A cacauilcultura tem transformado a vida do agricultor no Pará, o maior produtor de cacau do País. São vários os exemplos de iniciativas de sucesso hoje no Estado, seja em torno de cooperativas ou individuais.
O caso da marca Chocolates De Mendes é exemplar por impactar o modo de vida de cerca de 5 mil colaboradores do negócio do produtor César De Mendes. Só de extrativistas yanomamis são 1.250. Seu trabalho é de busca por lugares longínquos do “melhor cacau do mundo”.
Segundo nos contou, sua preocupação sempre foi de valorizar o conhecimento dos ribeirinhos, caboclos, quilombolas e agricultores familiares sobre o cultivo do cacau. Mas não só.
“Para mim, trabalhar com esses povos tradicionais causou uma transformação pessoal muito grande em mim, até de cunho espiritual. É impressionante como eles são gentis, generosos e hospitaleiros. Aquilo mexeu muito comigo, enchendo meu peito e minha alma”, disse o chocolatier, da sede de sua fábrica, em Santa Bárbara do Pará.
Se o mercado local paga R$ 13 reais pelo quilo do cacau ao extrativista, César paga o dobro, conta. “Eu pago o dobro porque as comunidades tradicionais vivem da floresta. Não derrubam o que lhes dá sustento. Eles são de uma inteligência incrível. A troca de aprendizado com eles não tem preço”, afirmou.

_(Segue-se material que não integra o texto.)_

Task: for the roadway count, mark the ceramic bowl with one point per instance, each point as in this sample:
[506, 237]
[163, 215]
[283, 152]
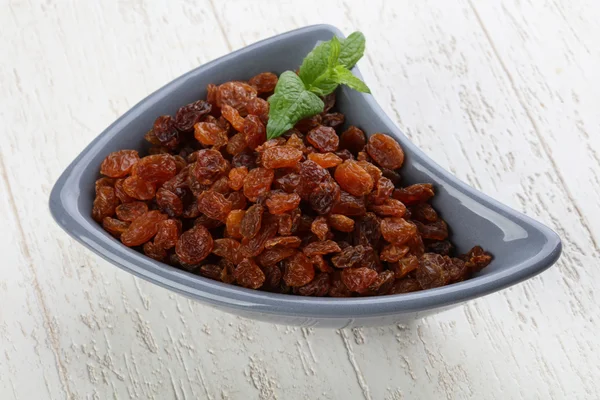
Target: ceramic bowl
[521, 246]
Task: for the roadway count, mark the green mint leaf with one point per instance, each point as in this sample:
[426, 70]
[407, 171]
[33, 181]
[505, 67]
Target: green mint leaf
[290, 103]
[352, 49]
[334, 53]
[315, 63]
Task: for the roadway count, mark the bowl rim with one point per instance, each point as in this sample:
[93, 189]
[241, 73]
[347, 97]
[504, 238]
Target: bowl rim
[235, 297]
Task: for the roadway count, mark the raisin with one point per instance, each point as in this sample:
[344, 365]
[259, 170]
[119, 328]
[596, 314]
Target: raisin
[298, 270]
[105, 182]
[358, 279]
[264, 82]
[249, 275]
[363, 156]
[130, 211]
[307, 124]
[227, 271]
[283, 241]
[349, 205]
[372, 170]
[254, 131]
[115, 227]
[320, 228]
[191, 210]
[233, 117]
[105, 203]
[188, 115]
[341, 223]
[325, 160]
[253, 247]
[385, 151]
[405, 286]
[238, 200]
[318, 287]
[442, 247]
[167, 234]
[477, 258]
[221, 185]
[258, 182]
[280, 203]
[323, 138]
[338, 288]
[456, 270]
[333, 120]
[404, 266]
[414, 194]
[389, 208]
[260, 108]
[210, 134]
[288, 183]
[211, 271]
[320, 263]
[236, 144]
[236, 177]
[153, 251]
[344, 155]
[324, 196]
[392, 253]
[142, 228]
[311, 174]
[233, 223]
[236, 95]
[285, 224]
[278, 141]
[194, 245]
[165, 132]
[350, 257]
[179, 183]
[353, 178]
[383, 284]
[423, 212]
[397, 230]
[281, 157]
[209, 165]
[252, 220]
[367, 230]
[214, 205]
[227, 248]
[211, 94]
[272, 278]
[296, 142]
[119, 163]
[431, 271]
[353, 139]
[382, 191]
[169, 203]
[321, 248]
[435, 230]
[272, 256]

Ele se orgulha do fato de a matéria-prima do seu produto estar plantada numa área total de 800 mil hectares. É assim que ele mede seu sucesso.
“Aonde tem comunidade tradicional, a floresta é muito mais bem conservada, não tem instituição que consiga fazer o mesmo. Eu ajudo a manter a floresta de pé”.
Sua fábrica fundada em 2014 tem produção tímida, de 1 tonelada de chocolate por mês, mas pretende chegar a 5 toneladas no ano que vem, assim que a pandemia do novo coronavírus der trégua. “É muita área, mas é pouco cacau. A fábrica tem mais impacto social e ambiental que econômico. Hoje só atendemos de forma online, mas já cheguei a ter loja física”, conta.
César lembra que seu empreendimento enfrentou várias dificuldades pela exigência que ele impôs a si mesmo de buscar o tal do “melhor cacau do mundo”. A tarefa implicou em muitas viagens, subindo e descendo rios, contatos com comunidades afastadas das margens em expedições que lhe renderam o apelido de “Indiana Jones do chocolate”.
“As pessoas achavam que eu não batia bem da cabeça. Eu entrava num barco, pegava carona e saía pelo mundo das águas, ia para as ilhas, ficando na casa de ribeirinhos, índios e caboclos, perguntando onde tinha cacau nativo, até encontrar”, disse.
Obstáculos
O produtor, que é mestre em Química de Produtos Naturais e Tecnologia de Alimentos, destaca que não é fácil convencer o produtor rural local sobre a importância de diversificar a produção agrícola para não depender somente da monocultura de cacau.
Outro ponto classificado por ele como problema é o fato de “grandes fabricantes de chocolate”, muitas vezes estrangeiros, pressionarem os produtores rurais para derrubar a floresta. O convencimento inclui, muitas vezes, diz, adiantamento de salário ao agricultor, por exemplo, em troca da expansão de suas pequenas lavouras, o que implica na derrubada da floresta.
“Existe uma pressão muito grande para que expandam as produções. Num mês, derrubam 1 hectare, no outro, 2 hectares porque precisam comprar um barquinho maior. Depois chega uma marca europeia de chocolate perguntando se eles não gostariam de comprar um carrinho, colocando mais pressão, oferecendo adiantamentos, como se fossem bancos, e aí desanda”, relata.
César hoje conduz seu negócio com mais tranquilidade porque se associou a um parceiro comercial no início do ano. “Daí eu me dedico à busca desse cacau, pela floresta, e meu sócio, que também tem toda a preocupação social e ambiental, toca os negócios”, disse.